侯載君在訓話時,一直盯着面前的屏幕,夏超新的生理數據,通過手環收集發送,如同一臺便攜式測謊儀,此時正實時顯示着。經過後臺的分析,結論爲實話。侯載君看着熱鍋上的夏超新,再次補刀:“這則消息的源頭,專家已有分析,就從你居住的區域發送上網,你自己好好想想。”

“萬消!肯定是他,我有直覺,所有的一切,都在他出現後,變得複雜。他租的房子,也在那片區域。”夏超新回答得很快,答案似乎一直在心裏,外界稍一刺激,就自動蹦了出來。

“說說看?”侯載君的語氣緩和了一些。

“他來了後,維護單都是他的,不正常。5天百單好評,也不正常。我仔細分析過,如果,他是一名黑客,這些就正常了。他可能就是打入公司內部的一名黑客。”

“我們查過,他是一名鋼琴家。這段時間,天天和季綏鳳在一起。昨天,他們看了脫口秀,似乎並沒有時間和動機。”

“這是表面。他肯定有問題。”夏超新沒有新的依據,但是語氣卻依舊肯定。

“不說這些。”侯載君話題忽轉,“你聯繫下騰放,就說價值50萬美元,如何交付?還有一位大人會跟着你,要恭敬,但也可以替你出手。”他覺得對夏超新的考驗,已經比較到位了。


“忍者?”夏超新聽秦玉辛提起過,金額大了,會有忍者暗中保護,他的臉色精彩起來,“不關騰放的事也能出手?”

“應該叫志能便大人。看他的心情。”

“好。我馬上聯繫騰放!”夏超新的心情大落後,瞬間又有一種大起的躊躇滿志,臨出去前,他深深地鞠了一躬,足足一分鐘不起,然後認真地對侯載君說道:“我的忠心天地可鑑。”

萬消監聽了對話,沒想到他們的懷疑對象是夏超新。不過也是,按照WK國這個民族的劣根性,用人是越用越疑,最後在一方以爲融入時,他們已經懷疑到極致,動了殺心。翻看WK國的歷史,這種事例俯首皆是。

“50萬青票,怎麼收?”夏超新在電話中,問得非常直接。

騰放沉默了半分鐘,“再加10萬不行?”

“這次的價值,專家就是這個價,我負責送給你。但是,你的意見,我會馬上聯繫公司。”夏超新掛斷後開始請示侯載君。

“不行。你可以再帶着10萬過去,但要請他介紹下超過7條神經元的交互方法。” 侯載君一口拒絕

“我可以伺機勸說的背景是什麼?” 夏超新問道,他知道,這裏肯定有環環相扣的原因。 “這些天,他去看了一套大四房的房子,價格上,他需要再加10萬美元才能買下,所以他要求加價。”侯載君說完,將騰放的數據都發到了夏超新的手環上,“帶上錢,是讓他看到希望唾手可得。”

夏超新聽得一陣後怕,好厲害的控制,嘴裏答應着,“明白。但是7條以上神經元的交互,是目前最頂尖的技術,只有兩個國家掌握,10萬美元,會不會不夠?”


“肯定不夠,10萬隻是訂金。但是,他只知道其中的一部分,價值上要大打折扣。不過,如果他能告知,你就答應給160萬美元。再多,就不能答應。”

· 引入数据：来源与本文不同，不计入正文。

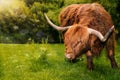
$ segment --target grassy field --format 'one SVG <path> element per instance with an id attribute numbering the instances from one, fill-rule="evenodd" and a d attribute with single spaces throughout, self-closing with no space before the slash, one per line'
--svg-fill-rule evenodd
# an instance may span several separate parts
<path id="1" fill-rule="evenodd" d="M 0 80 L 120 80 L 120 69 L 111 68 L 104 51 L 94 58 L 94 71 L 82 58 L 65 61 L 63 44 L 0 44 Z M 120 46 L 116 60 L 120 66 Z"/>

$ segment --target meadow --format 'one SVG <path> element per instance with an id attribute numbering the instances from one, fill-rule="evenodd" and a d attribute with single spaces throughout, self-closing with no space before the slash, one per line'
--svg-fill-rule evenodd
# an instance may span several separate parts
<path id="1" fill-rule="evenodd" d="M 86 68 L 85 55 L 76 63 L 64 58 L 63 44 L 0 44 L 0 80 L 120 80 L 103 50 L 94 58 L 95 69 Z M 120 46 L 116 46 L 120 67 Z"/>

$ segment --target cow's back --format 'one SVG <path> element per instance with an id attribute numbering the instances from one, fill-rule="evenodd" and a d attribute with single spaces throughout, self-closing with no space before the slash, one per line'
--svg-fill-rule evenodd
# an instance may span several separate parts
<path id="1" fill-rule="evenodd" d="M 73 24 L 88 26 L 100 31 L 103 35 L 113 26 L 109 13 L 97 3 L 67 6 L 59 15 L 59 23 L 63 27 Z M 99 54 L 104 45 L 96 36 L 90 36 L 89 46 L 94 54 Z"/>

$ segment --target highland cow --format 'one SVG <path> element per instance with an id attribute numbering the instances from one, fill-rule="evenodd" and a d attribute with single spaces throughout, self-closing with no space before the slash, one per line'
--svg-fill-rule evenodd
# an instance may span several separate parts
<path id="1" fill-rule="evenodd" d="M 48 23 L 58 31 L 63 31 L 65 57 L 75 60 L 83 53 L 87 57 L 87 67 L 92 70 L 93 57 L 99 56 L 106 48 L 112 68 L 117 68 L 115 56 L 115 28 L 109 13 L 98 3 L 72 4 L 59 15 L 60 27 Z"/>

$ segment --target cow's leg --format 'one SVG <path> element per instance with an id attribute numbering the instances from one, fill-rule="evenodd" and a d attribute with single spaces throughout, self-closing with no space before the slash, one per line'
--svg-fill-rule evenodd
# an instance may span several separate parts
<path id="1" fill-rule="evenodd" d="M 94 68 L 93 55 L 92 55 L 92 53 L 91 53 L 90 50 L 87 51 L 86 57 L 87 57 L 87 68 L 88 68 L 89 70 L 93 70 L 93 68 Z"/>
<path id="2" fill-rule="evenodd" d="M 107 57 L 109 58 L 111 62 L 112 68 L 118 68 L 116 60 L 114 58 L 114 50 L 113 49 L 107 49 Z"/>
<path id="3" fill-rule="evenodd" d="M 116 63 L 116 60 L 115 60 L 115 40 L 113 40 L 114 36 L 112 36 L 107 44 L 106 44 L 106 52 L 107 52 L 107 57 L 109 58 L 110 62 L 111 62 L 111 67 L 112 68 L 118 68 L 118 65 Z"/>

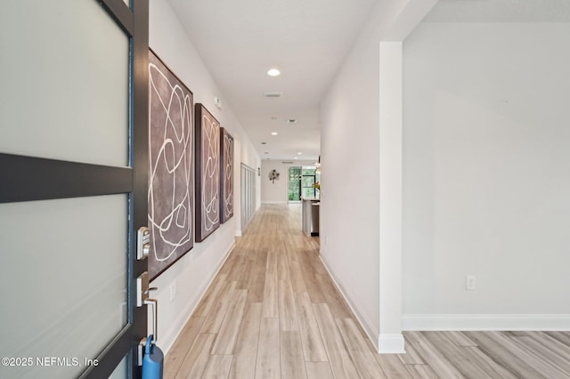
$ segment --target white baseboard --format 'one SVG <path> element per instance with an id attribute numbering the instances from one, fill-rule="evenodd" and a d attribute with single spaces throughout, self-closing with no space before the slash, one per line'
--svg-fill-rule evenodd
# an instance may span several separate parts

夏超新手上已經收到了騰放這些天的動態,他看到一條信息:騰放在昨天晚上9點16分34秒,在一個買賣二手別墅的網站停留了79秒。其中,某個山莊的別墅,他瀏覽了58秒。價格xxxx萬元。夏超新大致估算了一下,騰放將買大四房的錢,加上現在居住的房子價格,再加後面多給的150萬美元,他仍然買不起,還差着30萬美元左右。

慾望,只要邁出了一步,就將被人家牽着走,因爲,下一個目標總是隻有一步之遙。

“我馬上過來,很多事情需要當面和你解釋。你要如何交接?”

“現金。一半美金,一半人民幣。地點在CO野釣平臺。”騰放的語調有些古怪,一幅口乾舌燥的樣子。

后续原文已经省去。